I chuckled appreciatively and stopped.

He said, “So what’s the matter?”

“Nothing’s the matter.”

“So?”

“So nothing.”

“What, you don’t know the bit?”

“I know the bit,” I said. “It’s an old Abbott and Costello routine.”

“Abbott and Costello didn’t invent that sketch,” Nathan said contemptuously. “Phil Gold and I were doing ‘Who’s on First’ when Lou Costello was shitting his diapers!”

“Okay.”

“I taught Lou Costello ‘Who’s on First’!”

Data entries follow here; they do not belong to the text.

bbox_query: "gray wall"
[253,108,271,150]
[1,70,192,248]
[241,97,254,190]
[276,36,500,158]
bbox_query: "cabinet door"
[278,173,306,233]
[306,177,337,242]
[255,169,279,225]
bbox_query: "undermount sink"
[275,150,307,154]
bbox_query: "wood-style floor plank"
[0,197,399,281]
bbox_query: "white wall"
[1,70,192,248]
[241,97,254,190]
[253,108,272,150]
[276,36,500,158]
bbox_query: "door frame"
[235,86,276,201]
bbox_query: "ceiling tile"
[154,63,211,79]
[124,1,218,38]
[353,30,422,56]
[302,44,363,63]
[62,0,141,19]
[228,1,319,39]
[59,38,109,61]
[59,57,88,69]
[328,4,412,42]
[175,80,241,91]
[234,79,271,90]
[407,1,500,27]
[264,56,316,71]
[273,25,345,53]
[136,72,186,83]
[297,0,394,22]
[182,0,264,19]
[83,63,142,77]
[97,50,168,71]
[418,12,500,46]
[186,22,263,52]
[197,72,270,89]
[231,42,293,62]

“When he was in diapers?” I asked.

“When he was so wet behind the ears he needed a towel,” Natty said. “It was at Minsky’s. Minsky’s, now there was a burlesque house. Those Minskys knew burlesque. They knew naughty from dirty. Until the Decency League shut them down Minsky’s was the cleanest burlesque house in the world. A classy place, and the girls were not hookers. But speaking of hookers, you heard the one about the hooker who says to eighty-six-year-old Mr. Birnbaum, ‘I’m here to give you super sex.’ Birnbaum says, ‘I’ll take the soup.’”

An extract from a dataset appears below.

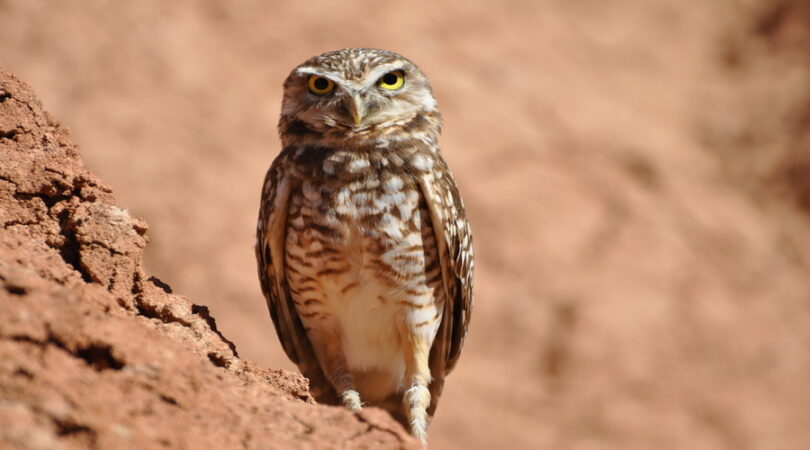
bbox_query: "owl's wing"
[419,155,473,382]
[256,158,337,403]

I was doing about seventy. If I opened my door and rolled out now, how badly could it hurt?

“Now, Arthur Minsky loved good pastrami,” Nathan said, “and he knew deli. You could not put inferior delicatessen in front of Arthur Minsky, who by the way, was a gentleman. A refined man. Arthur Minsky would not allow filth in his theaters and he knew the difference between naughty and dirty. I remember one time Eileen the Irish Dream wanted to respond to an unkind review which intimated that she was not a natural redhead, with a visual display that she was, and Arthur put his foot down.

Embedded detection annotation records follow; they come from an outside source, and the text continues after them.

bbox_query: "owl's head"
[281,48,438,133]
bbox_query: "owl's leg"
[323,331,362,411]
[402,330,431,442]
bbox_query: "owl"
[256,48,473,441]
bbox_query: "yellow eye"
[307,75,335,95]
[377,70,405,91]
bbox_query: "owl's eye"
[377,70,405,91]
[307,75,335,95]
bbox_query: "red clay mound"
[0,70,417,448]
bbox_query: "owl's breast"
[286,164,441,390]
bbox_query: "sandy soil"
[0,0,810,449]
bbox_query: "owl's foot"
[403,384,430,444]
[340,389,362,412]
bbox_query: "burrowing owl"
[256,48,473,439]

“Of course, Eileen was a nasty piece of work. A tramp. Kept company with a no-goodnik mobster from the Schultz gang named Benny the Blade. Wore spats. Trash.

“So one day Arthur sends out the new kid, an Irish kid. Stupid like you. Arthur sends the kid to Wolffs to get him a pastrami on rye with Russian mustard. Wolff’s had great pastrami, wonderful pastrami. Wolff knew delicatessen. In those days you could go to a deli and get a sandwich would choke a horse for twenty-five cents and it was good deli. Not this trash they serve you today. They just opened a deli in Palm Desert. Two Jews from Los Angeles open a deli and charge seven bucks for a sandwich which is trash. Stringy fat. It got caught between my teeth, right here. I was with Murray Koppelman. Do you know Murray? Had a for-shit comedy show on CBS? ‘Murray, Murray, Murray’ they used to sing? Murray would come out surrounded by shiksas with legs to their chins and roll his eyes. Audience would scream, I don’t know why. I do know why, free tickets, that’s why, and some boob holding up a card says Laugh. We didn’t have these cards in burlesque. Our audience was waiting to see girls take off their clothes. We had to be funny. If you held up a card that says Laugh in a burlesque house, they would throw garbage at you and they would be right.